陳劍雲長歎一聲,遙想出道當年,和老師告彆。
“世間多汙穢,何必去理會那些汙濁之氣?”老師搖了搖頭。
“老師,若全都閉世不出,何來安寧天下?”
老師苦著臉,舉了一個“魯邦大旱”的例子。
魯國發生了大旱災,魯哀公就找來孔子,詢問對策。
孔子回答說:“大旱的原因,是刑和德兩個方麵沒有搞好,政治不夠清明。
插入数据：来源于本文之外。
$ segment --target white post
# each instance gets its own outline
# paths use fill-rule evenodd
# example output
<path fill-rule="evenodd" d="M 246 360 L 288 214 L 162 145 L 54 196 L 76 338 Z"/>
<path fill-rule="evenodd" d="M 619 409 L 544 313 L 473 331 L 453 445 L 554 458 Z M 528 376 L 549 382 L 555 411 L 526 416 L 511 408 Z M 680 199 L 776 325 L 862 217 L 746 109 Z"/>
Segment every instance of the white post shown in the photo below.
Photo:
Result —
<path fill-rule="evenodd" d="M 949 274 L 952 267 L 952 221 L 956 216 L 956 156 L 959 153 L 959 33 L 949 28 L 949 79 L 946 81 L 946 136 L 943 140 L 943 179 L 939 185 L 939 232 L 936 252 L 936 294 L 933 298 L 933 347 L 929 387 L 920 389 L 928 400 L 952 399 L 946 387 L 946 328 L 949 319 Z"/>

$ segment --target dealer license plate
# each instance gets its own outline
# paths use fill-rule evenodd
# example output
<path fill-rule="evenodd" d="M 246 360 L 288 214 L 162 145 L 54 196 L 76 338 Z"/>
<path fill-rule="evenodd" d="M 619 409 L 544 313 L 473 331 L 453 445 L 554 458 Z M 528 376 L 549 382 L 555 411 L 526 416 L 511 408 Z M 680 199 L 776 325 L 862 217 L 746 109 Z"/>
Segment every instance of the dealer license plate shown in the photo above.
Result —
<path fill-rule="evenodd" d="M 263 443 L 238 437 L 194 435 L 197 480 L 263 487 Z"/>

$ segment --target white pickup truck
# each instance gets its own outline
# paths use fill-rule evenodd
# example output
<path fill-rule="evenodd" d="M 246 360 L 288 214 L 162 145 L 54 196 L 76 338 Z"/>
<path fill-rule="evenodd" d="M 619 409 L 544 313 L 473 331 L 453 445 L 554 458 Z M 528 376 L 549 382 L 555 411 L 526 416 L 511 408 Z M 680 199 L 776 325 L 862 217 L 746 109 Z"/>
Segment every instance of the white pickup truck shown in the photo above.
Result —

隻有政治清明了,上天才會普降甘霖的。”
魯哀公帶著哭腔問:“過去的事不提了,當前該怎麼應付這個旱災?您老人家倒是給出個具體主意。”
孔子回答:“唉,火燒眉睫了,現在搞好政治來不及了,好在老百姓沒有文化,不懂得這麼高深的道理。他們以為用‘說’(古代祭祀禳災的一種)這種辦法來祭祀神衹就可以了。所以隻要主公你肯破財消災,不吝惜金錢幣帛去祭祀境內的名山大川,老百姓就會歡欣鼓舞。至於政治清明,等搞定這件事再說吧。”
結果,孔子的回答,讓他的學生子貢非常不滿意。
孔子歎氣道:“唉,你真是不懂事,主公他老人家這麼關心百姓,算是很不錯了。難道發生旱災,會影響到他嗎?就算物資再缺乏,都短不了他老人家的,他照樣可以飽食粱肉。我要他祭祀山川,隻不過是騙騙那些老百姓罷了。”
老師的意思是,連孔聖人,都沒辦法教化這些愚民。
民眾是沒有自己的思想的,甚至,連你對他們好,他們也不知道。
他們隻相信表麵看到的。
而現在這個時代,距離那個輝煌時代又已經很久很久了,他陳劍雲,又能如何呢?比得上聖人嗎?
那時候,年輕氣盛,陳劍雲沒有說話,而是堅定自己的想法。
因為他有著自己的秘密。
在他的腦海中,天然存在著許多奇奇怪怪的思維,各種片段式的畫麵不停閃爍。
甚至……刻印著一本書籍!
年紀尚幼時,陳劍雲對裡邊的各種專有名詞,尚且有些讀不懂。但隨著年紀漸長,陳劍雲越來越覺得,這是天賜的治世之法!
這本天生刻錄在腦海中的書籍,名叫……《資本論》!
就算到今天,依舊有一些讀不懂的地方。
老師勸說半天無果,一邊哭著,一邊將他送下了山,如同經曆一場生離死彆。
當時他還不理解,如今卻明白了。老師那時候,就覺得他已經死了。
行路難,難於上青天。
就算有天賜的治世之法,也得事在人為。
“唉,如此狼狽……”陳劍雲對著自己笑著說道。